Selama lima dekade, HCA menghadapi berbagai tantangan, mulai dari naik-turunnya harga minyak dan gas hingga kebutuhan menjaga keberlanjutan lingkungan. Namun, melalui pemanfaatan teknologi digital, inovasi operasi, dan pengelolaan adaptif, lapangan ini tetap menjadi sumber produksi yang vital.
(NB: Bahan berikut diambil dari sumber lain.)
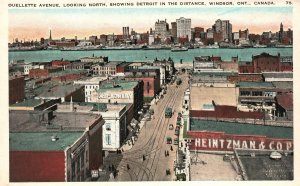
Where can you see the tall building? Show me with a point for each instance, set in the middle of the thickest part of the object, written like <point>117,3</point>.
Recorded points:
<point>224,27</point>
<point>161,29</point>
<point>126,32</point>
<point>174,30</point>
<point>280,33</point>
<point>184,28</point>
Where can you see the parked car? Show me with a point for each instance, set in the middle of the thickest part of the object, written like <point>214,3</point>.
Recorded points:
<point>169,140</point>
<point>176,141</point>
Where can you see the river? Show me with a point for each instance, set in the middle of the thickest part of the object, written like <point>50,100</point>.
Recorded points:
<point>146,55</point>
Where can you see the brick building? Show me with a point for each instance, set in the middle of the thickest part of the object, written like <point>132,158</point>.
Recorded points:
<point>150,77</point>
<point>16,89</point>
<point>40,73</point>
<point>68,148</point>
<point>266,63</point>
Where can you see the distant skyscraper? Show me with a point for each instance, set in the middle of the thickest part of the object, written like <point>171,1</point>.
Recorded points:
<point>183,28</point>
<point>161,29</point>
<point>225,27</point>
<point>50,37</point>
<point>126,32</point>
<point>174,30</point>
<point>280,37</point>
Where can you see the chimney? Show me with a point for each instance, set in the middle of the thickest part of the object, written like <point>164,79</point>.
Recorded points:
<point>71,105</point>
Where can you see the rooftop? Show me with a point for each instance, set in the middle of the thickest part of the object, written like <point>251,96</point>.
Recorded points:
<point>58,90</point>
<point>220,95</point>
<point>278,74</point>
<point>285,100</point>
<point>242,128</point>
<point>28,103</point>
<point>41,141</point>
<point>118,85</point>
<point>29,121</point>
<point>262,167</point>
<point>255,85</point>
<point>283,84</point>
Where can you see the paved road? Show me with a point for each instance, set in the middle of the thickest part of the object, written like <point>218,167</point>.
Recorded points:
<point>151,142</point>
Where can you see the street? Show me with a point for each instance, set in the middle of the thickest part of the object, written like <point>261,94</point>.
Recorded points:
<point>147,159</point>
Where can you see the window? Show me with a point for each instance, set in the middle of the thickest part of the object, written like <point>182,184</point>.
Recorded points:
<point>256,93</point>
<point>245,93</point>
<point>108,139</point>
<point>73,171</point>
<point>82,158</point>
<point>108,126</point>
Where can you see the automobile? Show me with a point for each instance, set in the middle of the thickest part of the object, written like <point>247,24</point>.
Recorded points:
<point>176,141</point>
<point>176,132</point>
<point>169,140</point>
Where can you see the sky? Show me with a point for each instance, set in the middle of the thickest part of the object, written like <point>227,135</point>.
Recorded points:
<point>32,24</point>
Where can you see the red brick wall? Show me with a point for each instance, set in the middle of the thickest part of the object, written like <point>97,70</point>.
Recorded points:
<point>60,63</point>
<point>95,148</point>
<point>16,90</point>
<point>36,166</point>
<point>245,77</point>
<point>246,69</point>
<point>286,67</point>
<point>68,77</point>
<point>38,73</point>
<point>219,141</point>
<point>120,69</point>
<point>266,64</point>
<point>151,85</point>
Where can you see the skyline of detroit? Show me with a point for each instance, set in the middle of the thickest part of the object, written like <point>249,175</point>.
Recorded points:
<point>32,24</point>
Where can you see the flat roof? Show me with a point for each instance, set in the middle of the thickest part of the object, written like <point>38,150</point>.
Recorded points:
<point>244,84</point>
<point>242,128</point>
<point>28,103</point>
<point>220,95</point>
<point>119,85</point>
<point>28,121</point>
<point>58,90</point>
<point>283,84</point>
<point>278,74</point>
<point>262,167</point>
<point>41,141</point>
<point>216,73</point>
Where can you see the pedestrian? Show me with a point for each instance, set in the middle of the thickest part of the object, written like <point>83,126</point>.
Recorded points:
<point>113,167</point>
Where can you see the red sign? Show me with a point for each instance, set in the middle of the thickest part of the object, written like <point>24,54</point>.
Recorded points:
<point>203,140</point>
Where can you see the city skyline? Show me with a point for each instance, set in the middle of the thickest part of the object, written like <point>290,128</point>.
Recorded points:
<point>86,22</point>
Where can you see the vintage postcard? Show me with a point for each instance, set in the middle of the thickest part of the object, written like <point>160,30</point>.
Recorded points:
<point>136,91</point>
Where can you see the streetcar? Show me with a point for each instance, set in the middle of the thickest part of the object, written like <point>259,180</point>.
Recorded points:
<point>168,112</point>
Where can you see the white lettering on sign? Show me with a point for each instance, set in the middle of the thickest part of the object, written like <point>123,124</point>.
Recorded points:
<point>261,145</point>
<point>115,96</point>
<point>288,145</point>
<point>204,143</point>
<point>222,143</point>
<point>279,146</point>
<point>215,143</point>
<point>228,144</point>
<point>244,145</point>
<point>198,142</point>
<point>252,145</point>
<point>236,144</point>
<point>271,145</point>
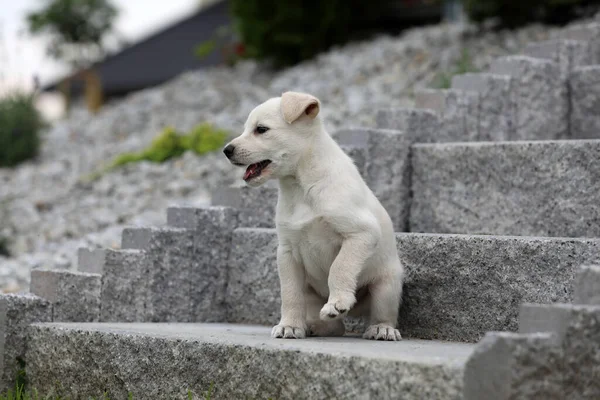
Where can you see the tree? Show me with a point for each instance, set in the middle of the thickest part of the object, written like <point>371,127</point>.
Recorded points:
<point>77,28</point>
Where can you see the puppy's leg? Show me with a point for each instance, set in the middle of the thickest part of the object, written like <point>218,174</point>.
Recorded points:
<point>317,327</point>
<point>385,301</point>
<point>293,307</point>
<point>343,275</point>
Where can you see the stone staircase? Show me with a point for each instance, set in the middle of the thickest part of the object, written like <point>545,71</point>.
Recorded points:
<point>494,189</point>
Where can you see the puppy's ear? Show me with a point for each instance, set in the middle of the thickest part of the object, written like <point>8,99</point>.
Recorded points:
<point>294,105</point>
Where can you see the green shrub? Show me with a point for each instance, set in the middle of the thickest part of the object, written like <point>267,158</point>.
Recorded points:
<point>20,125</point>
<point>513,13</point>
<point>169,143</point>
<point>290,31</point>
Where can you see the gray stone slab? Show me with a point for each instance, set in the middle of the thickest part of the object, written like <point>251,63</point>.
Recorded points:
<point>507,366</point>
<point>587,285</point>
<point>75,296</point>
<point>589,33</point>
<point>420,126</point>
<point>387,169</point>
<point>457,286</point>
<point>165,361</point>
<point>170,275</point>
<point>458,111</point>
<point>577,328</point>
<point>540,96</point>
<point>124,286</point>
<point>510,188</point>
<point>212,245</point>
<point>135,238</point>
<point>569,54</point>
<point>90,260</point>
<point>585,102</point>
<point>497,112</point>
<point>256,206</point>
<point>16,313</point>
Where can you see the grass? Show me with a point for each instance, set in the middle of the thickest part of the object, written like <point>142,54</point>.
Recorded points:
<point>464,65</point>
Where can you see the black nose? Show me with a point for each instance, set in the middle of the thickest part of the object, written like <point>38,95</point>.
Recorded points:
<point>228,150</point>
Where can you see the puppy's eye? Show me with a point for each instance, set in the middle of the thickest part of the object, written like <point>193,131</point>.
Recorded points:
<point>261,129</point>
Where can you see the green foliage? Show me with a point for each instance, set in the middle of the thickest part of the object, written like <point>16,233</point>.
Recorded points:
<point>513,13</point>
<point>288,32</point>
<point>464,65</point>
<point>76,28</point>
<point>20,125</point>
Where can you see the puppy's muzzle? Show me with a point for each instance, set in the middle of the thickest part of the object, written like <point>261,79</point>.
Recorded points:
<point>229,150</point>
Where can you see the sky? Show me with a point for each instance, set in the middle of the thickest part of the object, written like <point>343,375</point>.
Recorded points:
<point>22,56</point>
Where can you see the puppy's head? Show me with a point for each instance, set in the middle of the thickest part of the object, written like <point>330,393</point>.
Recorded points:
<point>275,136</point>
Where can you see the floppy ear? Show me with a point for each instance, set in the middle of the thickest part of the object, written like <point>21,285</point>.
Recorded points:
<point>294,105</point>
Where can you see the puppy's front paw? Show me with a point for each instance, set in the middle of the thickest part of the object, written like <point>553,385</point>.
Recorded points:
<point>382,332</point>
<point>336,308</point>
<point>288,332</point>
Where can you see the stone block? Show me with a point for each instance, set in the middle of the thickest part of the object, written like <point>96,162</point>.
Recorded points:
<point>458,111</point>
<point>212,245</point>
<point>587,285</point>
<point>535,188</point>
<point>256,206</point>
<point>90,260</point>
<point>124,286</point>
<point>585,103</point>
<point>540,96</point>
<point>164,361</point>
<point>135,238</point>
<point>497,113</point>
<point>16,313</point>
<point>75,296</point>
<point>419,125</point>
<point>514,366</point>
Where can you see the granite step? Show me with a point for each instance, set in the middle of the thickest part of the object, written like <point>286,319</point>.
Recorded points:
<point>537,188</point>
<point>153,361</point>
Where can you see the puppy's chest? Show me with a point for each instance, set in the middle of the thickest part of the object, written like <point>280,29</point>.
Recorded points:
<point>312,239</point>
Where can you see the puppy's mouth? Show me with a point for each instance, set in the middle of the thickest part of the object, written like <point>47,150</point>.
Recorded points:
<point>254,170</point>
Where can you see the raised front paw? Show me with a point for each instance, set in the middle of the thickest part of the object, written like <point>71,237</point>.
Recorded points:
<point>337,308</point>
<point>382,332</point>
<point>288,332</point>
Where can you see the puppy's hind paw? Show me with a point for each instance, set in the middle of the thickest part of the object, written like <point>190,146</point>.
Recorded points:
<point>288,332</point>
<point>382,332</point>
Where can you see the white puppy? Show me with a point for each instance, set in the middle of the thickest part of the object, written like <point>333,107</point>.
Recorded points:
<point>337,250</point>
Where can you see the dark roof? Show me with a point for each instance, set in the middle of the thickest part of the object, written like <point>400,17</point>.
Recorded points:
<point>161,56</point>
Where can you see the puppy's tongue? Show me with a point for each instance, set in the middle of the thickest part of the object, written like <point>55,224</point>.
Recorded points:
<point>250,171</point>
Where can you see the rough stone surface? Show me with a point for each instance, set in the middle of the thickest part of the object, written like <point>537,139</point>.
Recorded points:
<point>387,169</point>
<point>212,230</point>
<point>507,366</point>
<point>587,285</point>
<point>16,313</point>
<point>90,260</point>
<point>256,206</point>
<point>540,96</point>
<point>135,238</point>
<point>577,328</point>
<point>124,286</point>
<point>165,361</point>
<point>511,188</point>
<point>569,54</point>
<point>585,102</point>
<point>497,113</point>
<point>458,111</point>
<point>420,126</point>
<point>475,282</point>
<point>75,296</point>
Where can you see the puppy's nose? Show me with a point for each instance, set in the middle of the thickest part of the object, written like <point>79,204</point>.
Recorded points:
<point>228,150</point>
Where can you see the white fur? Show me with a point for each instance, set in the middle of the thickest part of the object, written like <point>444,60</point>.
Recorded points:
<point>335,237</point>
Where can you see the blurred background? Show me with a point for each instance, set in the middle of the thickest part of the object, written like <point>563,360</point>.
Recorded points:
<point>111,110</point>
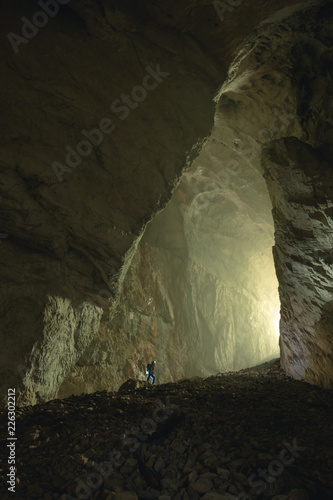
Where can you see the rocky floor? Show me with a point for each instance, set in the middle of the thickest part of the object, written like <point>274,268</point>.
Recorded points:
<point>254,434</point>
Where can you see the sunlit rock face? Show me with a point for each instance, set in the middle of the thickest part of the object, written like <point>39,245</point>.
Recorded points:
<point>200,293</point>
<point>192,293</point>
<point>297,168</point>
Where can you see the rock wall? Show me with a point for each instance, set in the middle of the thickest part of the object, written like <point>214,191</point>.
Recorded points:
<point>102,108</point>
<point>72,209</point>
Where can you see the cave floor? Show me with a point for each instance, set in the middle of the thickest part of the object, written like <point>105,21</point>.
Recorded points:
<point>252,434</point>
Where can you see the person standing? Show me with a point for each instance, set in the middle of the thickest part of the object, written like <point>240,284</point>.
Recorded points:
<point>150,371</point>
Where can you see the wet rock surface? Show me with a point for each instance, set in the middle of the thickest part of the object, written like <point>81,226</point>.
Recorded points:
<point>253,434</point>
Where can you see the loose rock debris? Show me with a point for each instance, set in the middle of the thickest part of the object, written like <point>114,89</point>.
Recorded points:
<point>252,434</point>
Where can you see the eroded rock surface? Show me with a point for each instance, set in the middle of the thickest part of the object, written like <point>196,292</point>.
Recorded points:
<point>72,237</point>
<point>252,434</point>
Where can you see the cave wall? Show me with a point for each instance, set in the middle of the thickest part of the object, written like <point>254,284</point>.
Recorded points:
<point>204,263</point>
<point>68,227</point>
<point>69,241</point>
Selain faktor teknis, dukungan sosial juga menjadi penopang utama. Hubungan harmonis dengan masyarakat sekitar membuat PHM dapat menjaga kelancaran operasi sekaligus memberikan manfaat ekonomi bagi daerah.
“Kolaborasi dengan pemangku kepentingan, termasuk pemerintah, pemegang saham, mitra kerja, dan masyarakat, menjadi fondasi bagi keberlanjutan produksi migas. Kontribusi HCA penting untuk memastikan pasokan energi bagi bangsa,” kata Setyo.
PHM merupakan anak usaha PT Pertamina Hulu Indonesia (PHI) yang beroperasi di Zona 8 Wilayah Kerja Mahakam. Sebagai kontraktor kontrak kerja sama SKK Migas, PHM mengelola produksi migas dengan prinsip Environmental, Social, and Governance (ESG) untuk mendukung penyediaan energi nasional secara berkelanjutan.